Qualche dubbio sulla variante africana, dove potrebbe esserci una diminuzione dell’efficacia, anche se questo è ancora oggetto di verifiche.
“La sottoscrizione alla campagna vaccinale è fondamentale e invito chiunque ad aderire, quando sarà possibile. Non si esclude, in futuro, la possibilità di procedere con un secondo richiamo - sottolinea -.
Queste tipologie di vaccino, sia dal punto di vista dell’RNA, sia del vettore dell’adenovirus e degli altri vaccini (es. AstraZeneca, Johnson, ReiThera), permetteranno velocemente di aggiornarne la composizione adattandosi alle nuove varianti perché, anche in questo caso, non si avrà la consapevolezza della durata effettiva della protezione conferita”.

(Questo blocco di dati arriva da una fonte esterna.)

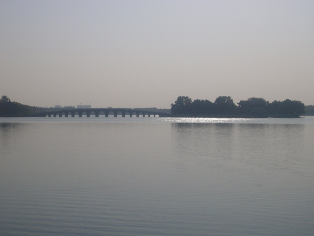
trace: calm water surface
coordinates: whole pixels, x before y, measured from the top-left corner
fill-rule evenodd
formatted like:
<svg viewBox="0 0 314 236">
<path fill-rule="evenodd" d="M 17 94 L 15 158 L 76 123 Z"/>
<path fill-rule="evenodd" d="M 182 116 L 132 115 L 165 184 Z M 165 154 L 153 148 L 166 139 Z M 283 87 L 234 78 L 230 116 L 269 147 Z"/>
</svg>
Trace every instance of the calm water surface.
<svg viewBox="0 0 314 236">
<path fill-rule="evenodd" d="M 314 117 L 0 118 L 0 234 L 312 235 Z"/>
</svg>

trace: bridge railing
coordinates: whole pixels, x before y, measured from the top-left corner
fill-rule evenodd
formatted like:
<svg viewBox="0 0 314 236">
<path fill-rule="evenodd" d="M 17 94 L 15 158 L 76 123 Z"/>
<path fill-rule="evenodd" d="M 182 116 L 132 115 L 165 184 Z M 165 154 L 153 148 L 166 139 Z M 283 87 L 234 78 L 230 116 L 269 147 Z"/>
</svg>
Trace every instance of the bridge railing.
<svg viewBox="0 0 314 236">
<path fill-rule="evenodd" d="M 117 117 L 119 115 L 122 115 L 122 117 L 125 117 L 128 115 L 132 117 L 135 116 L 137 117 L 166 117 L 169 114 L 162 112 L 156 112 L 144 110 L 133 110 L 132 109 L 101 109 L 91 108 L 90 109 L 76 109 L 72 110 L 61 110 L 52 111 L 46 112 L 37 113 L 34 115 L 36 117 L 75 117 L 78 115 L 78 117 L 82 117 L 86 115 L 87 117 L 90 117 L 91 115 L 95 115 L 95 117 L 99 117 L 100 115 L 105 115 L 106 117 L 109 117 L 109 115 L 113 115 L 114 117 Z"/>
</svg>

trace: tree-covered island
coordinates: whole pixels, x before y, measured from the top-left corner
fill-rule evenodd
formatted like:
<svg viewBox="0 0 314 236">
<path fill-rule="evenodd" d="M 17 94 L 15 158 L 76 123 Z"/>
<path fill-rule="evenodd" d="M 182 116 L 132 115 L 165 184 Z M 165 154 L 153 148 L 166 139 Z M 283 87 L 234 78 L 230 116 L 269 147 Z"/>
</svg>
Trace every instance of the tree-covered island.
<svg viewBox="0 0 314 236">
<path fill-rule="evenodd" d="M 263 98 L 250 98 L 241 100 L 236 105 L 231 97 L 221 96 L 214 102 L 196 99 L 194 101 L 188 97 L 178 97 L 174 104 L 171 105 L 169 116 L 186 117 L 298 117 L 300 115 L 313 115 L 313 105 L 305 106 L 300 101 L 289 99 L 281 102 L 270 103 Z M 0 99 L 0 117 L 31 116 L 36 113 L 59 110 L 56 108 L 31 106 L 16 102 L 11 102 L 4 95 Z M 156 109 L 166 112 L 166 109 L 147 108 L 148 110 Z M 165 110 L 164 111 L 164 110 Z"/>
<path fill-rule="evenodd" d="M 220 96 L 213 103 L 206 99 L 193 101 L 188 97 L 179 96 L 171 104 L 175 117 L 298 117 L 305 113 L 304 104 L 286 99 L 272 103 L 264 98 L 250 98 L 235 104 L 230 96 Z"/>
</svg>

Il messaggio che bisogna far passare è che non tutte le variabili sono aggressive e cattive. È necessario monitorare l’andamento dei contagi e, grazie all’applicazione della epidemiologia molecolare, riuscire a costruire degli alberi genealogici del virus, attraverso una fase di sequenziamento (indagine di 2° livello) del virus stesso.

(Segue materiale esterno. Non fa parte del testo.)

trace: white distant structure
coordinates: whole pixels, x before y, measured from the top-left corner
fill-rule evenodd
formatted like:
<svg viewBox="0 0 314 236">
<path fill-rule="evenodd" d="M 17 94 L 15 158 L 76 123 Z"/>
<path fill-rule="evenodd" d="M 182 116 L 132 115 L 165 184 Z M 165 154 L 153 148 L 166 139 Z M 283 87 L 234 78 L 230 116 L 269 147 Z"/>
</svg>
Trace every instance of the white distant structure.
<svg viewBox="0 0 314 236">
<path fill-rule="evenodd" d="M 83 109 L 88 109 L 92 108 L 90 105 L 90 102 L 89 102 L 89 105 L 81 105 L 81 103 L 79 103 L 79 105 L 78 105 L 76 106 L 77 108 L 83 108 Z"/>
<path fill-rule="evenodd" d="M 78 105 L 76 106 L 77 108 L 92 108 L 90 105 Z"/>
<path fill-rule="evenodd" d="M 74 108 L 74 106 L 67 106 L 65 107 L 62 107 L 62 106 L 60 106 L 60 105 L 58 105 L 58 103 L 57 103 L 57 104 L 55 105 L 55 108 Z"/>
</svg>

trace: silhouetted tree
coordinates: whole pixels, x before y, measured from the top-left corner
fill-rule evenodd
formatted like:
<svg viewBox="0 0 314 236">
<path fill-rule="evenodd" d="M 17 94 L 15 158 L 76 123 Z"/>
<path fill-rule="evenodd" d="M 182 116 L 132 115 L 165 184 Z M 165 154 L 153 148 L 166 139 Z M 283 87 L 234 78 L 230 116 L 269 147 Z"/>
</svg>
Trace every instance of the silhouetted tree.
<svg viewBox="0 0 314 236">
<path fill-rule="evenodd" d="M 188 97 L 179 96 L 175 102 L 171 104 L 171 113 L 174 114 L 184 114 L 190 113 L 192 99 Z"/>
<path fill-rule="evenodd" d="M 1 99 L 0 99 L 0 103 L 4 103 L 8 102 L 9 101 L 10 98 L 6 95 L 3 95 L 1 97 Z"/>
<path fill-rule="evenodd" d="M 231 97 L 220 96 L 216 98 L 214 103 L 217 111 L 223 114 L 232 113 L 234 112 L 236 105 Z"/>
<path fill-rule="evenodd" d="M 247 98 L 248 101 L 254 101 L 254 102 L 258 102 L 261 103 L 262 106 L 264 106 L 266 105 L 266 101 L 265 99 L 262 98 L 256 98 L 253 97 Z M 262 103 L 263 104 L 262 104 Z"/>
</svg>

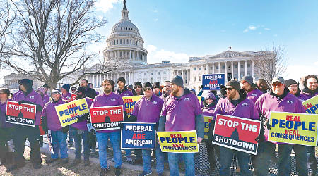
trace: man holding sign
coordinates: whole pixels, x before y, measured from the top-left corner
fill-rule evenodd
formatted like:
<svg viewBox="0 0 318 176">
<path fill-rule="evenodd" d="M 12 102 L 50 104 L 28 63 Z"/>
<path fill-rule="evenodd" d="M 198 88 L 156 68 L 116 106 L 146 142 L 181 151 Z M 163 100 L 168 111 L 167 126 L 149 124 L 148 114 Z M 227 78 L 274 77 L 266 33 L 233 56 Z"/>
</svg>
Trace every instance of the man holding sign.
<svg viewBox="0 0 318 176">
<path fill-rule="evenodd" d="M 14 141 L 14 158 L 15 164 L 7 169 L 11 172 L 25 165 L 23 156 L 25 140 L 30 142 L 31 148 L 30 161 L 35 169 L 41 168 L 41 153 L 40 151 L 40 130 L 39 125 L 40 114 L 43 108 L 43 101 L 41 96 L 35 92 L 32 86 L 33 82 L 29 79 L 22 79 L 18 81 L 20 91 L 13 96 L 13 101 L 21 103 L 34 104 L 36 106 L 35 126 L 30 127 L 20 125 L 15 125 Z M 7 110 L 8 111 L 8 110 Z M 24 117 L 23 117 L 24 118 Z M 26 118 L 26 117 L 25 117 Z"/>
<path fill-rule="evenodd" d="M 68 162 L 67 155 L 67 132 L 69 126 L 62 127 L 57 115 L 55 106 L 64 104 L 65 101 L 62 100 L 62 93 L 59 89 L 54 89 L 52 91 L 51 96 L 52 100 L 46 103 L 42 111 L 42 123 L 43 130 L 51 130 L 52 142 L 54 153 L 51 153 L 51 158 L 47 163 L 52 163 L 59 158 L 59 151 L 61 154 L 61 161 L 62 163 Z"/>
<path fill-rule="evenodd" d="M 109 80 L 105 80 L 102 82 L 104 92 L 98 95 L 93 101 L 91 108 L 104 107 L 112 106 L 122 106 L 124 117 L 126 118 L 127 113 L 124 108 L 124 101 L 120 95 L 112 92 L 114 84 Z M 110 120 L 109 120 L 110 121 Z M 96 132 L 97 141 L 99 146 L 99 158 L 101 170 L 100 175 L 106 175 L 107 171 L 110 169 L 107 165 L 107 153 L 106 148 L 107 146 L 108 139 L 112 143 L 114 151 L 114 161 L 115 163 L 115 175 L 121 174 L 120 168 L 122 167 L 122 153 L 119 145 L 119 130 L 100 130 Z"/>
<path fill-rule="evenodd" d="M 277 144 L 276 142 L 268 141 L 269 130 L 273 123 L 270 122 L 271 112 L 305 113 L 305 108 L 300 101 L 289 93 L 285 84 L 285 80 L 283 77 L 274 77 L 271 82 L 271 89 L 269 93 L 259 96 L 255 103 L 263 125 L 265 127 L 265 142 L 259 142 L 257 157 L 257 172 L 261 176 L 268 175 L 271 153 L 275 152 Z M 290 175 L 290 153 L 293 146 L 287 144 L 278 144 L 278 146 L 279 156 L 278 175 Z M 298 168 L 306 170 L 307 164 L 305 165 L 307 161 L 303 162 L 304 164 Z M 298 172 L 300 173 L 300 170 Z M 304 171 L 304 173 L 307 173 L 307 170 Z"/>
<path fill-rule="evenodd" d="M 247 99 L 246 92 L 240 89 L 239 82 L 234 80 L 228 82 L 226 84 L 225 90 L 227 98 L 222 99 L 218 102 L 214 111 L 214 119 L 218 114 L 253 120 L 259 119 L 257 111 L 254 102 L 252 100 Z M 218 121 L 216 121 L 216 124 L 218 124 L 220 125 L 229 126 L 230 124 L 225 120 L 223 120 L 222 118 L 218 118 L 216 120 Z M 228 120 L 228 122 L 229 122 L 229 120 Z M 232 132 L 230 138 L 239 141 L 241 137 L 240 137 L 240 133 L 238 132 L 241 131 L 241 132 L 243 133 L 245 131 L 248 131 L 248 130 L 247 127 L 238 130 L 235 128 Z M 235 135 L 235 137 L 234 137 L 233 135 Z M 218 138 L 216 138 L 215 135 L 213 135 L 213 144 L 218 144 L 222 143 L 220 137 L 218 138 L 219 140 L 218 140 Z M 253 140 L 255 138 L 254 138 Z M 223 144 L 228 146 L 226 144 Z M 220 157 L 220 163 L 221 165 L 220 175 L 230 175 L 230 167 L 231 166 L 232 158 L 235 152 L 237 154 L 239 161 L 240 175 L 252 175 L 249 168 L 249 154 L 243 151 L 233 151 L 233 149 L 225 146 L 220 147 L 220 153 L 222 154 L 222 156 Z"/>
<path fill-rule="evenodd" d="M 158 131 L 196 130 L 197 142 L 200 143 L 204 138 L 204 127 L 198 98 L 189 89 L 184 88 L 183 80 L 180 76 L 177 75 L 170 82 L 172 92 L 165 100 Z M 179 175 L 179 155 L 182 156 L 184 161 L 186 175 L 195 175 L 194 153 L 168 153 L 170 175 Z"/>
<path fill-rule="evenodd" d="M 129 118 L 131 122 L 158 123 L 163 100 L 155 95 L 153 87 L 150 82 L 143 84 L 144 96 L 136 103 L 133 113 Z M 158 127 L 158 125 L 156 125 Z M 154 129 L 155 130 L 155 129 Z M 158 129 L 155 129 L 158 130 Z M 155 158 L 157 172 L 162 175 L 163 172 L 163 154 L 158 142 L 155 142 Z M 151 172 L 151 151 L 143 150 L 143 172 L 139 176 L 152 174 Z"/>
</svg>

In questo modo è possibile rintracciarne tutte le caratteristiche e determinare un peggioramento dell’armonia.
“Con il sistema Colori (cioè l’identificazione delle regioni italiane rispetto alla contagiosità da Covid) - conclude Pregliasco - siamo senz’altro riusciti a ottenere buoni risultati senza la necessità di ricorrere a un lockdown totale e lungo. È ovvio che quest’ultima sarebbe la soluzione che potrebbe garantire risultati più rapidi, ma bisogna tenere conto dell’impatto e delle conseguenze che avrebbe in termini economici, sociali, ma soprattutto psicologici”.